Die Cybersecurity and Infrastructure Security Agency (CISA) verabschiedet sich von der Veröffentlichung wöchentlicher Zusammenfassungen zu Schwachstellen. Dies spiegelt einen stärkeren Fokus darauf wider, Organisationen dabei zu helfen, sich auf die Schwachstellen zu konzentrieren, die mit größter Wahrscheinlichkeit erhebliche betriebliche Risiken verursachen.
Die Änderung steht im Einklang mit langjährigen Empfehlungen der CISA und anderer Sicherheitsbehörden: Das Schwachstellenmanagement sollte nicht allein durch die Anzahl neu veröffentlichter Fehler oder ausschließlich durch Schweregradbewertungen bestimmt werden. Stattdessen werden Verteidiger dazu angehalten, Faktoren wie aktive Ausnutzung, die Exponierung betroffener Systeme, die Verfügbarkeit von Gegenmaßnahmen und die potenziellen geschäftlichen Auswirkungen einer Kompromittierung zu berücksichtigen.
Die relevanten Schwachstellen priorisieren
Sicherheitsteams sehen sich regelmäßig mit einer großen Zahl von Meldungen zu Betriebssystemen, Anwendungen, Netzwerkgeräten, Cloud-Diensten und Produkten von Drittanbietern konfrontiert. Jede Sicherheitsmeldung als gleich dringend zu behandeln, kann begrenzte Ressourcen für Patches und Engineering aufbrauchen, während Systeme mit höherem Risiko unzureichend geschützt bleiben.

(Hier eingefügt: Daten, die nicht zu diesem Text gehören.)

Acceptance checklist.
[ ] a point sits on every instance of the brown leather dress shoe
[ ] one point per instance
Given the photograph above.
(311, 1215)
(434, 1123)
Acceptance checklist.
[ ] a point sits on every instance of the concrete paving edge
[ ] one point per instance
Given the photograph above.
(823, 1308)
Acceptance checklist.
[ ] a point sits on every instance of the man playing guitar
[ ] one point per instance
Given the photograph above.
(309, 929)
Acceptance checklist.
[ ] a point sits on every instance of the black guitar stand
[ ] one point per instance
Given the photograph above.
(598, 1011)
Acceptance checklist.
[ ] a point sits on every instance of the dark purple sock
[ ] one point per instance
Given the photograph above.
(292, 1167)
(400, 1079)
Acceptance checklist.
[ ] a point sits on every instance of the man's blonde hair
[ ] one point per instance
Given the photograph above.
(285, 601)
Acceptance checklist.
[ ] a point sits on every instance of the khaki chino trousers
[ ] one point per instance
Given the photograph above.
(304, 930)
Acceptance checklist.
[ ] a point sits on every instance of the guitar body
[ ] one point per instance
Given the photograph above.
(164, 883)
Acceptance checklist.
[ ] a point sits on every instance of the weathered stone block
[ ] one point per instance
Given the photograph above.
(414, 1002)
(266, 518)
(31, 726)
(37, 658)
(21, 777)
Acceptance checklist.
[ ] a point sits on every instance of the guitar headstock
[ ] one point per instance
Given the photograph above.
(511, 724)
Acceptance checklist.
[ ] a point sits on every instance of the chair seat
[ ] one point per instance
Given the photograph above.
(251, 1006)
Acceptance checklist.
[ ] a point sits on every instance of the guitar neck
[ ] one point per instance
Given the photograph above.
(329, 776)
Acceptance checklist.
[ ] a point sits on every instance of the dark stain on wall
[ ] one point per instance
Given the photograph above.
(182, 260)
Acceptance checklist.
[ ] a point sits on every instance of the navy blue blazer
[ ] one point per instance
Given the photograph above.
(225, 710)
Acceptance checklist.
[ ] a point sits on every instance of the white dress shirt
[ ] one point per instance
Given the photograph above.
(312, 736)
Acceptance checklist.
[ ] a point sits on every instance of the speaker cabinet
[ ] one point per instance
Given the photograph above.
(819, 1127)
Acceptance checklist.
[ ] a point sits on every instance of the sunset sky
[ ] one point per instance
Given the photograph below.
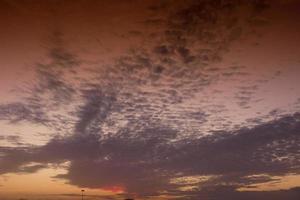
(150, 99)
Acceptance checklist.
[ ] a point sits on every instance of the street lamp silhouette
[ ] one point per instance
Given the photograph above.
(82, 194)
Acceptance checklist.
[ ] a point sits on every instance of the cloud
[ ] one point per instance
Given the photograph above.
(146, 162)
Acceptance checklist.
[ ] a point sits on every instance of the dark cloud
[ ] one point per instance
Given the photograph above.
(145, 163)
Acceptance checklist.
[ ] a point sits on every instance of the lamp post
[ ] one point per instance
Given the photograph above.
(82, 194)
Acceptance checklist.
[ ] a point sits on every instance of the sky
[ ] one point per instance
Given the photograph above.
(149, 99)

Ein risikobasierter Ansatz kann Organisationen helfen, die Probleme zu identifizieren, die sofortiges Handeln erfordern. Schwachstellen, die nachweislich ausgenutzt werden, internetseitig erreichbare Systeme betreffen, Angreifern erhöhte Berechtigungen verschaffen oder kritische Dienste beeinträchtigen könnten, verdienen im Allgemeinen vor weniger exponierten oder weniger folgenreichen Problemen Aufmerksamkeit.
- Identifizieren Sie Assets, die über das Internet erreichbar sind oder kritische Funktionen unterstützen.
- Verfolgen Sie, ob eine Schwachstelle ausgenutzt wird oder zuverlässiger öffentlich verfügbarer Exploit-Code existiert.
- Berücksichtigen Sie die geschäftlichen und betrieblichen Folgen eines erfolgreichen Angriffs.
- Wenden Sie Hersteller-Patches oder Gegenmaßnahmen entsprechend der priorisierten Risiken an.
- Nutzen Sie kompensierende Kontrollen, wenn ein sofortiges Patchen nicht möglich ist.
Auswirkungen für Verteidiger
Das Ende routinemäßiger wöchentlicher Zusammenfassungen verringert nicht die Notwendigkeit für Organisationen, Informationen zu Schwachstellen zu überwachen. Vielmehr wird es wichtiger, Threat Intelligence, Daten aus der Asset-Inventarisierung und Exposure Management in Patch-Entscheidungen einzubeziehen.
Organisationen können zudem davon profitieren, klare Eskalationsverfahren für Schwachstellen mit hoher Priorität aufrechtzuerhalten und regelmäßig zu überprüfen, ob Behebungsmaßnahmen abgeschlossen wurden. Indem sie sich auf die Schwachstellen konzentrieren, die am wahrscheinlichsten bei realen Angriffen eingesetzt werden, können Sicherheitsteams ihre Aufmerksamkeit auf die Verringerung praktischer Risiken richten, anstatt lediglich die Zahl offener Befunde zu reduzieren.